Chanting “McCain says 100 years, we say, ‘Out now’” and “End the occupation now,” marchers started down Cedar Street at 5 p.m. Lines of riot police blocked the marchers, who then turned up 12th Street and onto the John Ireland Blvd. Bridge, where the riot police again blocked them. About 50 people heading the march, including many leaders of the Anti-War Committee, were arrested when they refused to move until the police allowed the march to pass.

Still determined, marchers turned back to Cedar, pursued by riot police on horses. In a standoff that lasted another hour, protesters resisted rubber bullets and pepper spray, while dozens of others sat down and held the intersection of 12th and Cedar, the main access to two interstate highways from downtown St. Paul.

Riot police then encircled the marchers in groups so they could charge into the crowd and drag out dozens more leaders they had singled out for arrest. For instance, they shot Anti-War Committee organizer Mick Kelly at point-blank range with a rubber bullet as he held the lead banner in the center of the crowd.

Not only leaders were arrested, but also students from numerous local universities at their first protest, who were enraged that the war makers were celebrating attacks on the peoples of Iraq while their tuition bills and student loan interest rates keep rising. FIST activist and videographer Elena Everett documented police soaking a person in a wheelchair with pepper spray as he tried to escape mounted police.

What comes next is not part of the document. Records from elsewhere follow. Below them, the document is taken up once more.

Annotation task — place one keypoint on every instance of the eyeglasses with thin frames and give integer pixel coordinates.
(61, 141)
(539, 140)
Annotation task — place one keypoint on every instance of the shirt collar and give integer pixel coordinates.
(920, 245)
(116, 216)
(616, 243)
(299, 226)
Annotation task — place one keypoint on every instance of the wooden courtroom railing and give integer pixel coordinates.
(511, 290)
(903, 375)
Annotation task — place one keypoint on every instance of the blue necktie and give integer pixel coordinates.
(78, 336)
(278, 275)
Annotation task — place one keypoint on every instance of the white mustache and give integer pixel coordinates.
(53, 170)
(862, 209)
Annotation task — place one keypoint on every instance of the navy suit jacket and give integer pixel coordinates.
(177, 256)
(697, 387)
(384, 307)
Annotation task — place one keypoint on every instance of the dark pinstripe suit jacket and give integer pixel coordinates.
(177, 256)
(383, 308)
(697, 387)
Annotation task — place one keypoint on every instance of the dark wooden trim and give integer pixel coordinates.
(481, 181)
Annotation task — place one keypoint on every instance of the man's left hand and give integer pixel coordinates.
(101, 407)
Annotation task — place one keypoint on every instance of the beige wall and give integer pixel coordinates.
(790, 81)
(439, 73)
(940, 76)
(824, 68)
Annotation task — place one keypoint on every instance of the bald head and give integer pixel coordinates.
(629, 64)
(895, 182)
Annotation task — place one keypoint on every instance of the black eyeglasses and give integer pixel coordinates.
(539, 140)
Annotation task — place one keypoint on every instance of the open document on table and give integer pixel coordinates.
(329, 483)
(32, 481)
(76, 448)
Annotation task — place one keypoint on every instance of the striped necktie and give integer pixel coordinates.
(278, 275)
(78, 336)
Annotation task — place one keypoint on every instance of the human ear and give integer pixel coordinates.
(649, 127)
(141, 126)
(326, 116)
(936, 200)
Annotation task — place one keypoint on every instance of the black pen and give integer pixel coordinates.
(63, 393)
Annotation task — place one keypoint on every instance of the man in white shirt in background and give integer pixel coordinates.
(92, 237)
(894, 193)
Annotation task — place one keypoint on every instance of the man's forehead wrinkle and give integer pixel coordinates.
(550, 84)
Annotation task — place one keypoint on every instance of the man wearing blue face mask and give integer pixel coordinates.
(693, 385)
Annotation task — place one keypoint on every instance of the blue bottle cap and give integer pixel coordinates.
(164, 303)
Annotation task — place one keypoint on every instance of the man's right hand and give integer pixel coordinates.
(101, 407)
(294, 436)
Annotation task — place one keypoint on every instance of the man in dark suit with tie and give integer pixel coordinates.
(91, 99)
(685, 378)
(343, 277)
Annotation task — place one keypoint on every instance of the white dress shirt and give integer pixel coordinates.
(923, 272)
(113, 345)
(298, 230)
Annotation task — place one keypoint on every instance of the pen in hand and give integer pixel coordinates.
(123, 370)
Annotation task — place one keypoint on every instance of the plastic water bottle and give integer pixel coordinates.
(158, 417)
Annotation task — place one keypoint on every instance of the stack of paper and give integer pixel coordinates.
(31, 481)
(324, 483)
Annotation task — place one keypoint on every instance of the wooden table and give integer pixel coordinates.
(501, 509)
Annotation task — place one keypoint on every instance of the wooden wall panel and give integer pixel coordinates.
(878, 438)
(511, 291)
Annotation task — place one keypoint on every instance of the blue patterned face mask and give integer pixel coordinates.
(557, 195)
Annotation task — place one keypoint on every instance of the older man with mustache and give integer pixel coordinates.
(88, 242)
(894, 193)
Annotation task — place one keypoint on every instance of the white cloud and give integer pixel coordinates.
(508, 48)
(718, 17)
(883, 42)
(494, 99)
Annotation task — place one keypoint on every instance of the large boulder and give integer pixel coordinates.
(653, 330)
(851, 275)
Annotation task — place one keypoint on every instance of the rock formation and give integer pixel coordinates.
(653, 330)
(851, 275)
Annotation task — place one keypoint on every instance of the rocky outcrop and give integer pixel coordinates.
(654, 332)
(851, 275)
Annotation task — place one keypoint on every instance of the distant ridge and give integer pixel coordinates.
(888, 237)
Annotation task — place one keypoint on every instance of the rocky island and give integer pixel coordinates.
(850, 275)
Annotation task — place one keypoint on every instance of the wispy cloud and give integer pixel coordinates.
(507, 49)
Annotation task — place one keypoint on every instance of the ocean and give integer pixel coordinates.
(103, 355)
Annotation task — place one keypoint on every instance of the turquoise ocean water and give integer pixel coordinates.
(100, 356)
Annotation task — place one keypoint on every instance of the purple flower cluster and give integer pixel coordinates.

At first the demonstrators focused on solidarity with the people of Iraq and the demand for troops home now. But after three hours of police attacks, many of the students and young workers began to connect the violence of the St. Paul police with that perpetrated daily against the people of Iraq and Palestine and with the daily police violence faced by immigrants and African Americans in the U.S.

Chanting “We all live in a racist police state, a racist police state” and “F—k the police,” the marchers eventually tried to escape the continual barrage of concussion grenades and tear gas. Riot police on horses and motorcycles followed, surrounding the demonstrators on the Marion Street Bridge over I-94, and unlawfully arrested some 300 remaining demonstrators.

The three-hour march had disrupted the war-makers’ celebration of imperialism and exposed the true nature of the police as protecting not people, but profit and empire.

Legal fightback planned

The Anti-War Committee, the Troops Out Now Coalition and other organizations plan to work together to fight back against the intense repression of the police through lawsuits and political pressure. The ACLU of Minnesota agreed to represent some of the more than 800 demonstrators unlawfully arrested. The National Lawyers Guild and the Center for Constitutional Rights may also be involved.

In response to city residents’ outrage, members of the Minneapolis City Council have called for an independent commission to investigate the police department’s attacks on activists throughout the week.

The writer spoke at the opening rally on behalf of FIST and the Troops Out Now Coalition and was arrested on the Marion Street Bridge. He was charged with two misdemeanors: failure to obey a lawful order and participation in an unlawful assembly.